Why Isn't Anyone Researching Internet Porn?
LONDON —With the media awash with daily commentary on — and concerns about — Internet porn, the Independent asked: Why isn’t there research to lend weight to the (often conflicting) claims being made?
Its piece finds no definitive conclusion, but instead seeks to raise awareness about consistent academic negligence.
“With public fear around such a highly moralized subject, there is a real danger of the debate being dominated by the loudest voices with the evidence either being ignored or worse, misrepresented, to bolster arguments by both sides,” author Robin Bisson wrote.

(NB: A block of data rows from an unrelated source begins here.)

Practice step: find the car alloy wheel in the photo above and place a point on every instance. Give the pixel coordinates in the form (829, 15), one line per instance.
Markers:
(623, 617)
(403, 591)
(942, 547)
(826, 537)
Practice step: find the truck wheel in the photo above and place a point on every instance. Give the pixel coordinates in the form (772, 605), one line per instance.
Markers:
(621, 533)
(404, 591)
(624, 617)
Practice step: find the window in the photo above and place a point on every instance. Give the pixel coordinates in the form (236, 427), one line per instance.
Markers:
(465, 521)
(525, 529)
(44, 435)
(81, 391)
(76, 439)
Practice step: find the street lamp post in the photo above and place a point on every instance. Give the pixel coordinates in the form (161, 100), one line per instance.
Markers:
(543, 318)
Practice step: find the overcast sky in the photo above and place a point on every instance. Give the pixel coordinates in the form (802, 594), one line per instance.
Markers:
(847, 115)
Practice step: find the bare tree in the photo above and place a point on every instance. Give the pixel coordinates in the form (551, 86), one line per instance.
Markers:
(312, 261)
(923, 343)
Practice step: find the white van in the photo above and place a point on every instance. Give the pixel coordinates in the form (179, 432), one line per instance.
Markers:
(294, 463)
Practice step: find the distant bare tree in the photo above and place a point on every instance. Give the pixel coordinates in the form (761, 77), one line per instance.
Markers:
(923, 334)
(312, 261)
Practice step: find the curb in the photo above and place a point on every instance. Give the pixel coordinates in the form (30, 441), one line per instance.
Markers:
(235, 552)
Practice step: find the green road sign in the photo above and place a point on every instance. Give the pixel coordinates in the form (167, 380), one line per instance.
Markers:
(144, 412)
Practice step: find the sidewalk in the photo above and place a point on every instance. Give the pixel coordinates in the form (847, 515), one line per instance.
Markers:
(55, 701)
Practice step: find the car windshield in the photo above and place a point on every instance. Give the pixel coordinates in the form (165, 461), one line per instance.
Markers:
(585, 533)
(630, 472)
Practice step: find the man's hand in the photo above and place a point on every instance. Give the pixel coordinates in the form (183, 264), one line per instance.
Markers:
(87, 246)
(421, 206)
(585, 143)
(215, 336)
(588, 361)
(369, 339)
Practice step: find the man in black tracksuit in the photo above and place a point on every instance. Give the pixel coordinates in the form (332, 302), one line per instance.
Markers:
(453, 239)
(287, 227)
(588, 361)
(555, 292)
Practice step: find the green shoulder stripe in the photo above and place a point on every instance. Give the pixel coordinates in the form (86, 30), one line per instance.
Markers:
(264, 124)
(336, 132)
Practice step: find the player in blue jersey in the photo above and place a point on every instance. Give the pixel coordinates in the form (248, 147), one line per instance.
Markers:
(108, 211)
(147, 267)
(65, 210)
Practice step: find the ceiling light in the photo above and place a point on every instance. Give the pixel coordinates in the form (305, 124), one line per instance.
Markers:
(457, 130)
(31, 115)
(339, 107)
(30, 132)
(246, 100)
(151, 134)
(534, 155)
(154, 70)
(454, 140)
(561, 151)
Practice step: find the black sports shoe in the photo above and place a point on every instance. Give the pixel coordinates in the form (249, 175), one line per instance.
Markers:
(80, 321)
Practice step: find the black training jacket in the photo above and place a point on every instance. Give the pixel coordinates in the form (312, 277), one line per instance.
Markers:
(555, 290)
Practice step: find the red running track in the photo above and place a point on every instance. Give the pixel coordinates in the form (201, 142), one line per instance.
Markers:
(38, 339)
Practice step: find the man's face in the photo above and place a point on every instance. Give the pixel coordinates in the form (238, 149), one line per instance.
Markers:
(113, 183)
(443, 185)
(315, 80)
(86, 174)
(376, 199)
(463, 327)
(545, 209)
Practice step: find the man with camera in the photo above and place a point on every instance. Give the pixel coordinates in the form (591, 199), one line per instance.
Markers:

The article comes in the wake of several U.K.-specific major mainstream porn mentions, including David Cameron’s recent directive to ISPs to institute default “family friendly” filters and the emphasis on the fact that the murderers Mark Bridger and Stuart Hazell were habitual porn watchers.
While there has been little dispute about the increased prevalence of porn in people’s lives via the Internet — and many studies to back up the common sense supposition — interpretation has been far more varied.
“People have made equally reasonable hypotheses that the availability of online porn may help explain falling rates of violent sex crimes,” Bisson writes as a counterpoint to the notion that more porn is always a bad thing. “We don’t have to wait for the science before making decisions about what young people can access. Surely we should wait for the science to prove hypotheses about what impact that access has.”